Monitoring the regression and deformation for tumor volume could help revise the target and treatment plan in time. In this study, we found the majority of the tumor volumes were decreased with increasing fractions during radiotherapy based on repeated 4DCT scanning. However, at the tenth fraction, the volume of the GTVmean increased 22.41% in 7 of 32 patients (range, 4.20%-39.42%). Similar to our study, Britton et al. [10] used 4DCT to assess GTV regression during radiotherapy for non-small-cell lung cancer; they showed a transient increased in the GTV volume for 5 patients during the first or second week of treatment. The case was also observed in intracranial lesions [1622]. In the process of sketch, we found that the tumor and esophageal mucosa nearby thickened locally, but by only relying on CT imaging, we cannot judge whether the increase is caused by oedema or infiltration. Therefore, according to the studies above, clinicians should pay attention to tumor volume change at the initial treatment, because target mispositioning will result in a high radiation dose to the normal tissues and an insufficient dose to the target.

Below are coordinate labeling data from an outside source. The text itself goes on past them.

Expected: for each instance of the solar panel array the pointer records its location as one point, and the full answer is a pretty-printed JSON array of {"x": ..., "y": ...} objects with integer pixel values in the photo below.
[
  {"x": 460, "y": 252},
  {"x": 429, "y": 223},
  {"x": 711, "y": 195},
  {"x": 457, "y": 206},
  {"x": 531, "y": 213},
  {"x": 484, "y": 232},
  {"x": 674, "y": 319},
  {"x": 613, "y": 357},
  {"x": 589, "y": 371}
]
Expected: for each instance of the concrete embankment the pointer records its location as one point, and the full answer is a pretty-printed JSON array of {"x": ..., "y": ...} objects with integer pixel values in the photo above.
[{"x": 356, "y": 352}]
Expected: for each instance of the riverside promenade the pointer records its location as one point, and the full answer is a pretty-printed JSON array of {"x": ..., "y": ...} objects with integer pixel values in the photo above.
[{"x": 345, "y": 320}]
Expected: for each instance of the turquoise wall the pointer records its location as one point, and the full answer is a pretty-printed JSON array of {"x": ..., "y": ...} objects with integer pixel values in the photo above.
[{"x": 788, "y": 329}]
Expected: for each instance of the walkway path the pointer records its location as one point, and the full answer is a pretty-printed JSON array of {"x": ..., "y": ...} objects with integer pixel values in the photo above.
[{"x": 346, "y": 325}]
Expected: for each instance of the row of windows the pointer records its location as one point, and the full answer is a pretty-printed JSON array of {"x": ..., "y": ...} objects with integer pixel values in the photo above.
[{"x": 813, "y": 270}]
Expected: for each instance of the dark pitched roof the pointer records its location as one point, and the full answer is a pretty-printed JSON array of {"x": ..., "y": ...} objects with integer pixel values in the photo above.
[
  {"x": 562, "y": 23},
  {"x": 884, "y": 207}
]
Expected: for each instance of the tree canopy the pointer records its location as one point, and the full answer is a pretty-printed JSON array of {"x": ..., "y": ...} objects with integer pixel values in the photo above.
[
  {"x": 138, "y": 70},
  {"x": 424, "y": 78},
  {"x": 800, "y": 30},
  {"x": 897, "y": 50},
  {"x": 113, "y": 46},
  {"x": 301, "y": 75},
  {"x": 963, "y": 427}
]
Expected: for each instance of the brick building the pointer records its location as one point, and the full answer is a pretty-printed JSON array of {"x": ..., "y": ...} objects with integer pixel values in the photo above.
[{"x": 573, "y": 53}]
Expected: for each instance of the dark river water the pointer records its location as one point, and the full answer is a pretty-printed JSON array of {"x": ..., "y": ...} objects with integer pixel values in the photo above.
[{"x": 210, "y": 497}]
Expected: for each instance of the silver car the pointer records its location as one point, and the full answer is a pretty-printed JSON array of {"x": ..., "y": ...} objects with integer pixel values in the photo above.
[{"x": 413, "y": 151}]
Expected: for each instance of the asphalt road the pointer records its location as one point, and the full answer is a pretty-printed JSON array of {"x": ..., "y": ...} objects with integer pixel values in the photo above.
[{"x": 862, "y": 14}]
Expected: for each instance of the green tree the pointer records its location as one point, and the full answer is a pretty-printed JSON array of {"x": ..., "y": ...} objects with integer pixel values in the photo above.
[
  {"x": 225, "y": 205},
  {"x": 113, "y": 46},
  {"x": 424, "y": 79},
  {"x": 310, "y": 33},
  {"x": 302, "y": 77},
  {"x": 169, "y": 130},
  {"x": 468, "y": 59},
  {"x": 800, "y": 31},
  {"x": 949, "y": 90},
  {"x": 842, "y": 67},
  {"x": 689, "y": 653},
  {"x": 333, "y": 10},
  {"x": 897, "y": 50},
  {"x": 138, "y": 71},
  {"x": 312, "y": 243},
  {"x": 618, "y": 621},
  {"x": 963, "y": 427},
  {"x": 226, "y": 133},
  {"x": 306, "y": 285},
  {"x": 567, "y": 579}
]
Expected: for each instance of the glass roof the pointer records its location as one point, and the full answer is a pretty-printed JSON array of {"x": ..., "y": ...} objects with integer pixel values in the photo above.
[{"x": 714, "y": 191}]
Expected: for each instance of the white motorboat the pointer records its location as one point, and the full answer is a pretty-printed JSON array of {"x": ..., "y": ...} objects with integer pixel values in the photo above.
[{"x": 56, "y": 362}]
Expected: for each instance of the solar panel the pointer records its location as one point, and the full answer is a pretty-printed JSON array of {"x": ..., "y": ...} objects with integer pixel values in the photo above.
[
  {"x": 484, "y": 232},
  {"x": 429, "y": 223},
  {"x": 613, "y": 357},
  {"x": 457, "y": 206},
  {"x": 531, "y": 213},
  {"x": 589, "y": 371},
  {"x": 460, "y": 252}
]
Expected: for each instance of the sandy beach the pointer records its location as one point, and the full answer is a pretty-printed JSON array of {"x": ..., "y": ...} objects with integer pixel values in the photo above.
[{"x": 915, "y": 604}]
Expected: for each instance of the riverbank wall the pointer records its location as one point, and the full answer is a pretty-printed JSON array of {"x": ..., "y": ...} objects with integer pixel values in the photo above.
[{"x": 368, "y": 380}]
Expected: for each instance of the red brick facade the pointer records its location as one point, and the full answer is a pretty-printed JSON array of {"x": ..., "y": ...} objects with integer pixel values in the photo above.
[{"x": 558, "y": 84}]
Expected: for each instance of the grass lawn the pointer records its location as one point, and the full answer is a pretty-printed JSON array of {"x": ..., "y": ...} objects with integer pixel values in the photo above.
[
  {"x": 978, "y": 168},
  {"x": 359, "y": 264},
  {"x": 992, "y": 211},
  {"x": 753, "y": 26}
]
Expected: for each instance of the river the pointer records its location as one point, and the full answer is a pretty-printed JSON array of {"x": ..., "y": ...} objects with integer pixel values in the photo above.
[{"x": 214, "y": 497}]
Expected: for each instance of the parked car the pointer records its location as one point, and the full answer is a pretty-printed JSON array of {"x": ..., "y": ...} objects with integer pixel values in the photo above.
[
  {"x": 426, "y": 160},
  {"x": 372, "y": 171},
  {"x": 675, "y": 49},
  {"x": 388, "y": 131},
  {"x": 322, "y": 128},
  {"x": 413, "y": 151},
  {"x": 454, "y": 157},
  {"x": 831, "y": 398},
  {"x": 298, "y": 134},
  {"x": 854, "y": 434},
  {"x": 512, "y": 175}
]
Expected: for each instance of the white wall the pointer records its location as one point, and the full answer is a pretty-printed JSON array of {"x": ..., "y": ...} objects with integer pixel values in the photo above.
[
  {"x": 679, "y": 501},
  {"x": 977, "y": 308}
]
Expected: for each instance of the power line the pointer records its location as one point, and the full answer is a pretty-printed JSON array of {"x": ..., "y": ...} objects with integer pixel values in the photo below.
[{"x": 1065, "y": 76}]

Along with the progress of radiotherapy treatment, the tumor size decreased significantly. In our study, except for upper third esophagus, the GTVmean, IGTVMIP, and IGTV10 of middle and distal esophageal cancer decreased significantly at the twentieth fraction. Studies on lung cancer concluded that significant changes in the target volume occurred after 2 weeks. For example, A study from Underberg et al. [23], who identify potential time trends in target volumes and tumor mobility after stereotactic radiotherapy (SRT) for Stage I non–small-cell lung cancer in 40 tumors, showed that GTV and ITV decreased significantly at the fourth week after the start of treatment (P < 0.015). In our study, we found the larger the absolute initial tumor volume, the greater the absolute tumor volume shrinking. In the present study, the tumor volume in the upper third is smaller than that of mid- and distal segment (P = 0.003), perhaps this is the reason to the differentiation of volume change in different locations. Our study showed that the tumor volume in 2 patients increased continuously over entire course of treatment. We analyzed the probable causes may be related to image artifacts affecting the numbers of slices contoured. We could not rule out the cause of the tumor growth.

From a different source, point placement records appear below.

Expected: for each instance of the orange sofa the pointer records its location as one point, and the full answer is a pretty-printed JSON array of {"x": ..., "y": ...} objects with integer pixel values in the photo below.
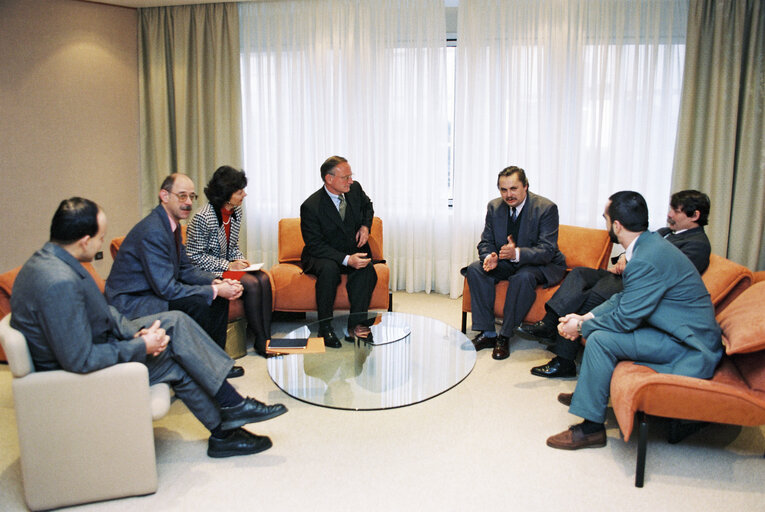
[
  {"x": 6, "y": 287},
  {"x": 295, "y": 291},
  {"x": 583, "y": 247},
  {"x": 734, "y": 395}
]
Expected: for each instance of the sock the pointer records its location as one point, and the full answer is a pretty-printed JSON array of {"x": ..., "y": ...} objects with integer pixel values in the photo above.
[
  {"x": 590, "y": 427},
  {"x": 227, "y": 395}
]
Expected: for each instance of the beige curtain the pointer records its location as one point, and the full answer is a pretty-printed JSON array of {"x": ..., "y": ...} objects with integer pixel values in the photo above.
[
  {"x": 720, "y": 144},
  {"x": 190, "y": 99}
]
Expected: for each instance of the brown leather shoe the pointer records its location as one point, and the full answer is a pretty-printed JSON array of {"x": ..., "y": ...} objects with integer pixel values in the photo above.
[
  {"x": 501, "y": 348},
  {"x": 574, "y": 439},
  {"x": 481, "y": 342}
]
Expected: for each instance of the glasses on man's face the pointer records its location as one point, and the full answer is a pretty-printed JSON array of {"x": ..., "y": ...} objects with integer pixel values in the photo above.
[
  {"x": 344, "y": 178},
  {"x": 183, "y": 196}
]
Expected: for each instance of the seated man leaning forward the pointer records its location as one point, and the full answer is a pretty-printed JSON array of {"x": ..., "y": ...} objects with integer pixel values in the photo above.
[
  {"x": 335, "y": 222},
  {"x": 519, "y": 243},
  {"x": 152, "y": 272},
  {"x": 585, "y": 288},
  {"x": 63, "y": 315},
  {"x": 663, "y": 319}
]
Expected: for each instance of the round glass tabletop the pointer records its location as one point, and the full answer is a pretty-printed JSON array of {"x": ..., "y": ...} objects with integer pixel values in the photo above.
[{"x": 402, "y": 360}]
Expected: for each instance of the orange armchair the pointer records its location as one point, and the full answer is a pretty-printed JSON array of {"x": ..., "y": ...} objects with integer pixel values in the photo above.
[
  {"x": 295, "y": 291},
  {"x": 583, "y": 247}
]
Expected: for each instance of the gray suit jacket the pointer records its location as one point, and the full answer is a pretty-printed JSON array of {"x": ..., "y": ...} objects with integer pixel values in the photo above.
[
  {"x": 664, "y": 291},
  {"x": 148, "y": 272},
  {"x": 537, "y": 235},
  {"x": 65, "y": 319}
]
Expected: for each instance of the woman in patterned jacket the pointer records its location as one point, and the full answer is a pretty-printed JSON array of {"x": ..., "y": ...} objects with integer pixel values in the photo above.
[{"x": 212, "y": 243}]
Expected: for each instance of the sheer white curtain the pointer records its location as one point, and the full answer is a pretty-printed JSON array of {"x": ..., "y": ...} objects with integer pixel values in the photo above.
[
  {"x": 583, "y": 94},
  {"x": 364, "y": 80}
]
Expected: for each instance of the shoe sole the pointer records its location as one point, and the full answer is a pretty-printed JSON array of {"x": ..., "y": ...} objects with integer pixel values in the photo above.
[
  {"x": 234, "y": 424},
  {"x": 233, "y": 453}
]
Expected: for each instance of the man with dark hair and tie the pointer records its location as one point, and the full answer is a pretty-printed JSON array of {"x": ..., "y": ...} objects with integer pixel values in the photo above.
[
  {"x": 663, "y": 319},
  {"x": 585, "y": 288},
  {"x": 68, "y": 325},
  {"x": 152, "y": 272},
  {"x": 335, "y": 222},
  {"x": 519, "y": 243}
]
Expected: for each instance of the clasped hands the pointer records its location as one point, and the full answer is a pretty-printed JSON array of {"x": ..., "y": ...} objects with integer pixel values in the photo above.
[
  {"x": 506, "y": 252},
  {"x": 230, "y": 289},
  {"x": 155, "y": 337}
]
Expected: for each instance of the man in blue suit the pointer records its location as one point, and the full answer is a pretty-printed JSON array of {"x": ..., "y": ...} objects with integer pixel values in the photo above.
[
  {"x": 152, "y": 272},
  {"x": 68, "y": 325},
  {"x": 519, "y": 243},
  {"x": 663, "y": 319}
]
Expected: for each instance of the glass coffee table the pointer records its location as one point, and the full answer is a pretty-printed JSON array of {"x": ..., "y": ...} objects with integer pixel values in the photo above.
[{"x": 407, "y": 359}]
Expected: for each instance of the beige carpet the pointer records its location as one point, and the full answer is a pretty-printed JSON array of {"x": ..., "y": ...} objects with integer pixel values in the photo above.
[{"x": 479, "y": 446}]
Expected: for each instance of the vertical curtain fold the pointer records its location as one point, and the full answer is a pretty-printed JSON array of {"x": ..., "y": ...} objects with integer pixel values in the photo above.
[
  {"x": 583, "y": 94},
  {"x": 721, "y": 133},
  {"x": 189, "y": 93},
  {"x": 363, "y": 80}
]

In addition, a similar time trend as for the GTVmean was observed for the IGTV10 and IGTVMIP, with an overall decrease during radiotherapy. Just as the GTVmean, the volumes also decreased significantly at the twentieth fraction. IGTV10 was fused by GTVs on ten phases, contained mobility information of entire respiratory cycle [24, 25]. Our results show that the GTV or IGTV volume changes significantly at the twentieth fraction of treatment, suggesting the need for reimaging and potential replanning for some patients.

Conclusions

We investigated the interfraction displacement and tumor volume variation during radiotherapy for primary esophageal cancer. Larger displacement in SI direction was observed, significant variation were exist in SI direction and 3D vector for distal esophageal cancer during radiotherapy. Tumor volume decreased significantly at the twentieth fraction. Therefore, for primary middle and distal esophageal cancer, the best time to reset the position may be at the twentieth fraction when the primary tumor target volume changed significantly. Resetting the position is recommended to guide the target correction and treatment planning modification.